Last year we translated two fascinating poems by Diana Amphimiadi and it was a real pleasure to return to her subtle and lyrical poetry again. Her poems describe elusive, powerful feelings in language which is both immediate yet slippery – and this poem, ‘Union’, indicates.
The title, ‘Union’ (‘Connection’ in Natalia Bukia-Peters’ literal version), is of course paradoxical as the poem describes the process of separation, so from the very beginning of the poem, we find ourselves on shifting ground.
Translating the first line prompted a brief digression into botanical nomenclature before we settled on ‘heather honey’ because the Georgian original refers to a plant favoured by honey bees. ‘Lullaby ivy’ we left as it is because we were unsure whether it referenced a real or imaginary plant and, either way, we liked the sound of it.
Unpicking the tenses in the following lines wasn’t straightforward because of the differences between English and Georgian – and because Diana’s poems themselves resist a ‘straightforward’ interpretation. After much discussion we decided to use the conditional tense, which adds to the slippery feeling of the poem. For example, the certainty of Natalia’s ‘You know that I always return’ is a long way from our translation ‘As you know, I would always return’; and, in the final line, there’s a shift from the literal translation of ‘For you to return here’ to the uncertainty of the final version’s ‘So you would return’.
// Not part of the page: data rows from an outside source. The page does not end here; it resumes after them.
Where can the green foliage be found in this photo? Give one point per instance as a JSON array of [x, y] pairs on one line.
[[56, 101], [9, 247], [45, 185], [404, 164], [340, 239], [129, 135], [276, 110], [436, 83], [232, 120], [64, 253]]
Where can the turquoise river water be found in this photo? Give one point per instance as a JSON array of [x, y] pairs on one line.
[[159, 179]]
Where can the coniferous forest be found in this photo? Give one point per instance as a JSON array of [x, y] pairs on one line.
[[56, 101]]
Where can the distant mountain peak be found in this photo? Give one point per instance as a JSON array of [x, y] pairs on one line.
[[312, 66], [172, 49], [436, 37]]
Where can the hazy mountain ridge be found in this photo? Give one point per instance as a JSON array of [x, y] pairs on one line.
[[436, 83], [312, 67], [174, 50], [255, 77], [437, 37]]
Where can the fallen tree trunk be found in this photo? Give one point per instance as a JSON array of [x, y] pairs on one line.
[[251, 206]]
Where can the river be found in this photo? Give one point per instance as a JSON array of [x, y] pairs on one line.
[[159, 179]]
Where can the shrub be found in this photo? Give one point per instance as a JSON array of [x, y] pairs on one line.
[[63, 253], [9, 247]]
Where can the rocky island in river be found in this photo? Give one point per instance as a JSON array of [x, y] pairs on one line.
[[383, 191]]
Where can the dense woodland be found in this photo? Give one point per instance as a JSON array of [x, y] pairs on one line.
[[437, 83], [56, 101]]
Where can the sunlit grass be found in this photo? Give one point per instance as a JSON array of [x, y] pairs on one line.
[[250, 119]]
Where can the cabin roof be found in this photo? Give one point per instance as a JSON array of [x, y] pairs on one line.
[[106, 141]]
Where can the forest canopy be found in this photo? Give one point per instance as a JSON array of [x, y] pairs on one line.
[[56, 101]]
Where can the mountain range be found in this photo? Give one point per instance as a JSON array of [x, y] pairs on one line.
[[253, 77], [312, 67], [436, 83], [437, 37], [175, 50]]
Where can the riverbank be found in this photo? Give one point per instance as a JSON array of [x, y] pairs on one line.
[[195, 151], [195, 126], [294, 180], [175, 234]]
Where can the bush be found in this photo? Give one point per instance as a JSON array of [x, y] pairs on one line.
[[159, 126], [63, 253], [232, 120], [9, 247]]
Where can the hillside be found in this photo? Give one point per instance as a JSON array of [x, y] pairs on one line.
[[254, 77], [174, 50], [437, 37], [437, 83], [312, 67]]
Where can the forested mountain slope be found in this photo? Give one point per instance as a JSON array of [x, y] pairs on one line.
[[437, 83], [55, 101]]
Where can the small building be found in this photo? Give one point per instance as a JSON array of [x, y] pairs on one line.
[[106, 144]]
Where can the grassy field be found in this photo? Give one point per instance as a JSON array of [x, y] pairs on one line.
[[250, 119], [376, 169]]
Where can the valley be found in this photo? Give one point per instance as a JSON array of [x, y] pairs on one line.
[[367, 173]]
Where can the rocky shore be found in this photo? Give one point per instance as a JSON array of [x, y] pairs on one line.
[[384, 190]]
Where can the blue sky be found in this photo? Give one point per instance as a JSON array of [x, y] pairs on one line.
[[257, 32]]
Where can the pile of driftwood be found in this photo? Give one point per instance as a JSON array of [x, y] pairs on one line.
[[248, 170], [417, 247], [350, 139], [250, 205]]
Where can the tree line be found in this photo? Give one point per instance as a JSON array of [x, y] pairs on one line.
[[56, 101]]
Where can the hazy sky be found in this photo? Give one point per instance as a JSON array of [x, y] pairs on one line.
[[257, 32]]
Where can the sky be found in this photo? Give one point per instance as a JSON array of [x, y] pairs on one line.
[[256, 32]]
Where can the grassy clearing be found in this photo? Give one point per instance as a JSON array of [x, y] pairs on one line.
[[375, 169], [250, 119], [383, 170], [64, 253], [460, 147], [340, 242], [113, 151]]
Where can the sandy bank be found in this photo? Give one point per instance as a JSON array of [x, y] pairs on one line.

The gulf between English and Georgian also led to a shift in agency in some lines – from ‘I am leaving and you send your words after me’, to ‘I am leaving followed by your words’; and ‘I am leaving the house empty without you’ to ‘the house is empty without you’.
We began translating the poem with a botanical discussion and ended with a brief interlude on fish. It was a relief to discover ‘the golden fish’ in Natalia’s translation weren’t the humble goldfish, and so we stayed with ‘golden’ which sounds far less banal. We also decided to leave ‘I extinguish the golden fish when I depart’ as it is: yes, extinguishing fish sounds bizarre, but this is a poem, after all and we liked its ambiguity, as well as the final image of these fish ‘flickering – / on the ceiling and the ocean floor / so you would return.’